You can use Eric T.'s formula. You can use 0.336 + 0.397*(Year-1) + 0.149*(Year-2) + 0.48*(Year-3) + 0.36*(Year-4). You could use 0.394 + 0.402*(Year-1) + 0.164.*(Year-2). You could use the Frequentist Career Save Percentage (specifically, 0.225 + 0.749*FCareer). You could use the Bayesian Career Save Percentage (specifically, -0.095 + 1.097*Bayes).
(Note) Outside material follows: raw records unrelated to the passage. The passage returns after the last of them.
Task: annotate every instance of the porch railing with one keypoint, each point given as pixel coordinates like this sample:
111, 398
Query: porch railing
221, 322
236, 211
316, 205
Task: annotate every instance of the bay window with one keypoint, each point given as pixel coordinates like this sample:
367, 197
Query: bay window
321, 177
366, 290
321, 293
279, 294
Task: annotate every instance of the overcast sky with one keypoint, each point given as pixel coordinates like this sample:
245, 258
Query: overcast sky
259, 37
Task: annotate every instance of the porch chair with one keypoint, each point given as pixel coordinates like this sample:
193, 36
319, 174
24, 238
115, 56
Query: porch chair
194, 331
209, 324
Hell, you could just use last year's save percentage. It really doesn't matter. None of these formulas work very well.
The problem is a signal to noise issue. These formulas are trying to predict the differences between goalies. Unfortunately, the differences are much smaller than the random variations from season to season.